* Atama yapamayan sınırlı sorumlu seçim hükümeti, 7 Haziran’da düşen AKP iktidarının Saray güdümündeki düşük profilli devamı değil mi?
* Seçim hükümetinin 7 Haziran öncesi AKP hükümetinden tek farkı, üçü AKP’den ayrılan “bağımsız”lar ve iki HDP’li ile takviye edilmiş olması.
* AKP’den ayrılıp “bağımsız bakan” yapılanlar, 12 Mart’ta CHP’den istifa edip “partiler üstü başbakan” yapılan Nihat Erim’i hatırlatmıyor mu?
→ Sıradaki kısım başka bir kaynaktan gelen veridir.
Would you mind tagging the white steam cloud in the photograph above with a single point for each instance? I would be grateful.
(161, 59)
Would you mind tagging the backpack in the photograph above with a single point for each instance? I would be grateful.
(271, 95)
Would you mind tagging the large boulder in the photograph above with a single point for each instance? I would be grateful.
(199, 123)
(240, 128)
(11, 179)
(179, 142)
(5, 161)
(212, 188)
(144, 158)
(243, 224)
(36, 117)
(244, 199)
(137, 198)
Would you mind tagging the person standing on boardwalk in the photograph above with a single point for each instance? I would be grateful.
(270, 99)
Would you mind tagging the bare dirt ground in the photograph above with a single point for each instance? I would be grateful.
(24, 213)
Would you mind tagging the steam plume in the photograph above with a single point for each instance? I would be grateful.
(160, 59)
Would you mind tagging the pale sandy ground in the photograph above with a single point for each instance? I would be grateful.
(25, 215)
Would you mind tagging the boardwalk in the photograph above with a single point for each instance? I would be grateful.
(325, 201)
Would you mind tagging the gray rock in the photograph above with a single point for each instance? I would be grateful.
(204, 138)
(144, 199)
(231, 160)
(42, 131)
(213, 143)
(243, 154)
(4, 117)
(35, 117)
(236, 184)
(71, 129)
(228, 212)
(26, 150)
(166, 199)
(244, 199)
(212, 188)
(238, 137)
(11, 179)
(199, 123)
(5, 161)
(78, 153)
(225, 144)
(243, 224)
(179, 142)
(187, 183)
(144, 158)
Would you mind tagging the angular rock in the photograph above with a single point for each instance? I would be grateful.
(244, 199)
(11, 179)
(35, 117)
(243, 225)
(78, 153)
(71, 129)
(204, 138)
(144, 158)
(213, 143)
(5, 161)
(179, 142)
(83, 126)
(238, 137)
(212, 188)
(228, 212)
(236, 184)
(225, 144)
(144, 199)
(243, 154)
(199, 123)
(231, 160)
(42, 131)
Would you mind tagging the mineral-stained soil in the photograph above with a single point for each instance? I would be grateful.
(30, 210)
* İki parti “AKP’nin seçim hükümetinde yokuz” diyor, AKP o partilerden bazı isimlere bakanlık teklif ediyor. Bu rüşvet yoluyla fitne değil mi?
* 1977’de Ecevit milletin vermediği sandalyeleri bakanlık rüşveti dağıtarak yaptığı transferlerle tamamlamıştı. Şimdi aynı şeyi AKP yapıyor.
* CHP ve MHP’nin seçim hükümetine girmemesi eleştirilebilir. Ama AKP’nin o partilere mensup bazı vekillere bakanlık önermesi de ahlâkî değil.
* Bakanlık rüşveti anayasanın gereğiymiş. Ağzı bozuk küfürbaz troller öyle diyor. Anayasa uzmanlığı da bunlara kaldı ya, artık gam yemeyiz.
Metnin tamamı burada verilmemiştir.